The last scene of a once-wondrous romance isn't pretty. The pain is something I wouldn't wish on my worst enemy. (I was dumped by the man who helped jump-start my career but did me dirty in the realm of love.) Looking back, I can realize the major role he played in reopening my heart after the dramatic loss of my young husband. But that insight came only after years of self-inquiry. He left our relationship to live with a woman who reminded him of his wife -- the mother of his children, yes, but also the mate he had cheated on massively. Naive me, I learned about his new living arrangement from his business partner, but however the news came, I was a victim of divorce. Premarital it was, not needing legal advice, not officially divorce as it is known. But oh, the pain. The deep quiet ache that doesn't leave, its traces still available years later.
And if you're hurting even as you read this, you probably don't believe there's a way out of the emotional meltdown we women are particularly susceptible to -- and it's certainly not to stop risking your heart. The solution (the only one I feel good about passing along) is to keep your own spheres of interest, your own friends, your own voice. Put simply, I'm declaring that even when (especially when!) there's a very good person vowing true love forever, holding on to your selfhood is a wise way to make sure your universe doesn't eddy down a giant black hole if/when love ends. (Take a moment to assimilate that gem.) This balance is crucial to the decision not to wrap your entire life around your one and only and to resist the tendency to surrender your very soul in the heat of togetherness. Behind that bit of self-sabotage is the mistaken belief that total surrender of one's identity is the real thing and that anything less isn't.
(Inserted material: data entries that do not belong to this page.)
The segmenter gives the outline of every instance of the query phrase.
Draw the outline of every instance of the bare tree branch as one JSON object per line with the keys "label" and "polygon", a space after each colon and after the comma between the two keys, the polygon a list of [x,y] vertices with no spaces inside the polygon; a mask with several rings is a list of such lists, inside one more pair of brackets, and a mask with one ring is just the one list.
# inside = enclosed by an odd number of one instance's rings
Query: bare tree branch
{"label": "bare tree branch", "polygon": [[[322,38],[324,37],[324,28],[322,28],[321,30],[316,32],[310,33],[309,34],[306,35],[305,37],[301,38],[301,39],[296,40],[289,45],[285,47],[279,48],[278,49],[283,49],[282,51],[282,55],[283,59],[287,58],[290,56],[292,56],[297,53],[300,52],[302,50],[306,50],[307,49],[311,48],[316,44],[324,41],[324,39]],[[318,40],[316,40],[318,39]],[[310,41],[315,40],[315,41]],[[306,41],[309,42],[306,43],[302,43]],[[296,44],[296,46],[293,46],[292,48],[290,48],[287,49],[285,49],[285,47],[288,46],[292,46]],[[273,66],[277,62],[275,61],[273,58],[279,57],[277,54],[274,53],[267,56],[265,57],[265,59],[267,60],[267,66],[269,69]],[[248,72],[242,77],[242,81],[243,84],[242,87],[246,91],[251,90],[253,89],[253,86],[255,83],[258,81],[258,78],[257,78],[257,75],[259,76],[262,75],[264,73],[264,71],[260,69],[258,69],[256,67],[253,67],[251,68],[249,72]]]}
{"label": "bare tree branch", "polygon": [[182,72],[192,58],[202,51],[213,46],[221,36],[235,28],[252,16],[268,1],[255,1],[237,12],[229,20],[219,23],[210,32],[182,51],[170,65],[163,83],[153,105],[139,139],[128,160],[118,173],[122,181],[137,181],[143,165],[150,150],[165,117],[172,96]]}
Wrong. Wrong! A zillion times wrong. Keeping a reserve for yourself is in truth the only way to wholly love another person. Yes, this may take a few more readings, but the wisdom of holding on to your own life when you enter his, ladies, is actually an act of supreme generosity because it eases the pressure on him to be all things to you. Not only that but also it makes you so much more interesting, alluring, mysterious. Oh, and one more thing: You're sexier. If you can't always get up and go with him when he whistles, there's no way he won't desire you more -- not to mention appreciate your company when you are by his side. The biggest plus of this kind of partnering is, of course, the strength it gives when someone you love makes a choice you don't like.